Mail Merge with 100,000 pages (best approach and limitations)

Hey, I am planning to use aspose for Word mail Merge and my requirement is to generate 100,000 pages document after mail merge a word template (1 page template).

Document doc= new Document(“template\file.dotx”);

My client wants a single file for all 100,000 pages and I am trying with aspose.words for DOT NET latest version of library.

Dataset ds= new Dataset();

My dataset has 100,000 records to be merged with template.

Doc. MailMerge.Execute(ds);

This will allow me to merge all 100,000 records in template.

However I notice that we have couple of issues and need you guys input.

  1. Can we replace Dataset with String Arrays and how to merge 100,000 pages in a single file without compromising performance? Which is the best way for aspose to mail merge in this case? Which approach(datatable or string array) will take less time and memory? Please give me samples if you have.
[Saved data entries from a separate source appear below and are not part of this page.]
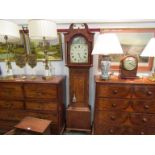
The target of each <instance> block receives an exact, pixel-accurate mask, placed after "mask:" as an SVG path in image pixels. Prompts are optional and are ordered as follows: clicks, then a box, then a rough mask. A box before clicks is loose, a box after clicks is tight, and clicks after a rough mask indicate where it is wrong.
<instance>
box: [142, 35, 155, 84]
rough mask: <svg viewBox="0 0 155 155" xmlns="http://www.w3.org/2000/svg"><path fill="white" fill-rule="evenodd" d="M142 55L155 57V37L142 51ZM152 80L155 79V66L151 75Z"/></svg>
mask: <svg viewBox="0 0 155 155" xmlns="http://www.w3.org/2000/svg"><path fill="white" fill-rule="evenodd" d="M140 56H141V57H155V38H151V39H150V41H149V42H148V44H147V45H146V46H145V48H144V50H143V51H142V53H141V55H140ZM149 79H150V80H151V81H155V68H153V74H152V76H151V77H149Z"/></svg>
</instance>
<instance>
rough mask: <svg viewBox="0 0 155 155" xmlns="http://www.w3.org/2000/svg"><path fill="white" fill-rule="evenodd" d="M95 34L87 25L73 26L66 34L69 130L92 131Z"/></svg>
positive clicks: (65, 51) (67, 119) (68, 128)
mask: <svg viewBox="0 0 155 155" xmlns="http://www.w3.org/2000/svg"><path fill="white" fill-rule="evenodd" d="M92 42H93V33H91V32H90V31H89V29H88V26H87V24H82V25H81V27H80V28H77V27H75V24H71V25H70V28H69V31H68V33H66V34H65V48H66V49H65V52H66V66H68V68H69V98H70V99H69V105H68V107H67V119H66V121H67V122H66V126H67V128H66V129H67V130H80V131H88V132H89V131H91V121H90V110H91V109H90V105H89V69H90V67H91V66H92V55H91V53H92Z"/></svg>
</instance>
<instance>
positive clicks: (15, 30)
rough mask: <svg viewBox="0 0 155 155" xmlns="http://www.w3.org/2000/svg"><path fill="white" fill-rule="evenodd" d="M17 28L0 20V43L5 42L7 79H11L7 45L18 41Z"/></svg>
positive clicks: (8, 49) (8, 23)
mask: <svg viewBox="0 0 155 155" xmlns="http://www.w3.org/2000/svg"><path fill="white" fill-rule="evenodd" d="M19 38H20V34H19V27H18V25H16V24H15V23H12V22H10V21H6V20H0V42H5V43H6V46H7V58H6V66H7V77H8V78H13V72H12V65H11V60H10V48H9V43H13V42H16V41H19Z"/></svg>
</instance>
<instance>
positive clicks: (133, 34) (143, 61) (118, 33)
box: [98, 28, 155, 72]
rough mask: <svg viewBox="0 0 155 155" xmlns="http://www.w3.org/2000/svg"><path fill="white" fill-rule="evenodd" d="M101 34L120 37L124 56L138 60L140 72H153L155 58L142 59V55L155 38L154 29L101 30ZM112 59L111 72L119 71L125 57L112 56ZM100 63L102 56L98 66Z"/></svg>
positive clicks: (119, 39) (146, 57) (143, 57)
mask: <svg viewBox="0 0 155 155" xmlns="http://www.w3.org/2000/svg"><path fill="white" fill-rule="evenodd" d="M100 32H101V33H115V34H116V35H117V36H118V39H119V41H120V44H121V46H122V49H123V52H124V55H133V56H136V57H137V58H138V60H139V62H138V71H140V72H147V71H151V70H152V66H153V60H154V58H147V57H140V54H141V52H142V51H143V49H144V48H145V46H146V45H147V43H148V41H149V40H150V39H151V38H152V37H154V36H155V29H154V28H130V29H129V28H123V29H118V28H117V29H101V30H100ZM110 57H111V62H112V63H111V70H112V71H118V70H119V64H120V60H121V59H122V57H123V55H111V56H110ZM100 61H101V56H99V61H98V62H99V63H98V64H100ZM99 68H100V66H99Z"/></svg>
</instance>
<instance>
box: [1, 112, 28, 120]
mask: <svg viewBox="0 0 155 155" xmlns="http://www.w3.org/2000/svg"><path fill="white" fill-rule="evenodd" d="M25 116H26V114H25V112H24V110H0V120H8V121H20V120H21V119H23V118H24V117H25Z"/></svg>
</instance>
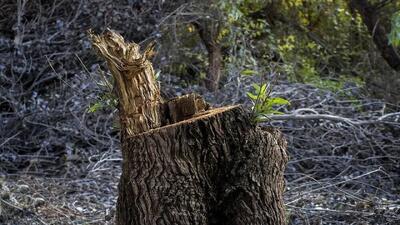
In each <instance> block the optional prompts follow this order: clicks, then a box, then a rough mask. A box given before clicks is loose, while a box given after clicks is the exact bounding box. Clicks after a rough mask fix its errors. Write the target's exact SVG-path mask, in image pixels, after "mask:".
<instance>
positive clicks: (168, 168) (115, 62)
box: [90, 32, 287, 225]
mask: <svg viewBox="0 0 400 225" xmlns="http://www.w3.org/2000/svg"><path fill="white" fill-rule="evenodd" d="M90 37H91V39H92V42H93V45H94V47H95V48H96V49H97V50H98V52H99V53H100V56H102V57H104V58H105V59H106V60H107V63H108V66H109V68H110V70H111V73H112V75H113V77H114V79H115V87H114V88H116V89H117V93H118V94H117V95H118V96H117V97H118V99H119V110H120V118H121V125H122V126H121V132H122V135H121V143H122V155H123V172H122V175H121V179H120V183H119V196H118V205H117V224H118V225H128V224H129V225H152V224H165V225H167V224H171V225H172V224H177V225H179V224H182V225H188V224H222V225H223V224H227V225H228V224H229V225H235V224H237V225H239V224H240V225H244V224H249V225H250V224H253V225H257V224H260V225H281V224H285V210H284V204H283V200H282V194H283V191H284V179H283V172H284V169H285V166H286V162H287V155H286V142H285V140H284V138H283V137H282V136H281V134H280V133H279V132H278V131H276V130H272V129H271V130H261V129H260V128H257V127H256V126H254V125H252V123H251V121H250V118H249V115H248V113H246V112H245V111H244V110H243V109H242V108H241V107H240V106H232V107H226V108H219V109H210V107H209V105H208V104H207V103H206V102H204V100H203V99H202V98H201V97H200V96H198V95H195V94H190V95H186V96H182V97H178V98H175V99H172V100H169V101H167V102H162V101H161V98H160V91H159V87H158V85H157V83H156V80H155V79H154V72H153V68H152V66H151V63H150V62H149V61H148V59H149V57H150V56H151V54H152V51H151V49H152V48H148V49H147V50H145V52H144V53H143V54H140V53H139V47H138V45H137V44H134V43H126V42H124V40H123V38H122V37H121V36H120V35H119V34H116V33H113V32H107V33H105V34H104V35H100V36H97V35H94V34H90ZM209 47H210V46H209ZM207 48H208V47H207ZM218 76H219V75H218ZM215 81H218V79H217V80H214V82H215Z"/></svg>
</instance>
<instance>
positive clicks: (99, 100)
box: [87, 70, 157, 113]
mask: <svg viewBox="0 0 400 225" xmlns="http://www.w3.org/2000/svg"><path fill="white" fill-rule="evenodd" d="M99 74H100V77H101V80H100V81H99V82H96V84H97V87H98V88H99V90H100V93H99V95H98V96H97V101H96V102H94V103H93V104H91V105H90V106H89V108H88V109H87V112H88V113H95V112H97V111H99V110H103V109H115V108H117V106H118V99H117V97H116V96H115V95H114V93H113V91H112V87H113V84H112V83H113V80H111V81H110V80H109V79H107V77H106V76H105V74H104V72H103V71H101V70H99ZM89 75H90V73H89ZM90 76H91V75H90ZM156 76H157V74H156ZM92 79H93V80H94V78H93V77H92ZM110 79H111V78H110Z"/></svg>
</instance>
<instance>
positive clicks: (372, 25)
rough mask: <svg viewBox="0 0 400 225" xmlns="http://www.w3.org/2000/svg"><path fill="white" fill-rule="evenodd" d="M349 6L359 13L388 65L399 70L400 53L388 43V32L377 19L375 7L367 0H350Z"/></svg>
mask: <svg viewBox="0 0 400 225" xmlns="http://www.w3.org/2000/svg"><path fill="white" fill-rule="evenodd" d="M349 7H350V8H352V9H353V10H357V11H358V13H360V15H361V17H362V19H363V21H364V23H365V25H366V26H367V28H368V31H369V32H370V33H371V36H372V38H373V40H374V43H375V45H376V47H377V48H378V50H379V51H380V52H381V55H382V57H383V58H384V59H385V60H386V62H387V63H388V64H389V66H390V67H392V68H393V69H394V70H396V71H400V55H399V54H398V53H397V51H396V49H395V48H394V47H393V46H392V45H390V44H389V39H388V37H387V35H388V32H387V31H386V29H385V27H384V25H383V24H382V22H380V21H379V14H378V11H377V9H375V8H374V6H373V5H372V4H371V3H369V2H368V0H351V1H350V3H349Z"/></svg>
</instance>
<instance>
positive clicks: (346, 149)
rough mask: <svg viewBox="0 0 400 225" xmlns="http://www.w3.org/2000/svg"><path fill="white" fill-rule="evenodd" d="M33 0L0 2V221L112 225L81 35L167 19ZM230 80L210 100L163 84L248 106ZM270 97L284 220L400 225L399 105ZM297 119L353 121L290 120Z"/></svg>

  2. If I go with datatable while mail merges for over 50,000 Pages I am encountering Memory out of exception. Do you have any upper limit for no of pages or any such limitation when it comes to mail merging?

Please help

@mvanan

Thanks for your inquiry. Please note it is recommended to use Dataset instead of String Arrays when dealing with a tabular data/database. Furthermore, please use Mail Merge with regions for your requirement. It will create a single page for each record.

Mail Merge with Regions
How to execute Mail Merge with Regions

In reference to your second query, please note Aspose.Words does not limit number of pages and output file size. Aspose.Words processes document in memory, so it depends upon system resources. Usually Aspose.Words needs few times more memory than document size to build model of the document in memory. For example, if your document’s size is 1 MB, Aspose.Words needs 10-20 MB of RAM to build its DOM in memory.

If you are getting OutOfMemory exception for large data, then you can create multiple documents for small set of data e.g. a document for 10,000 records each and later append these documents to get a final output.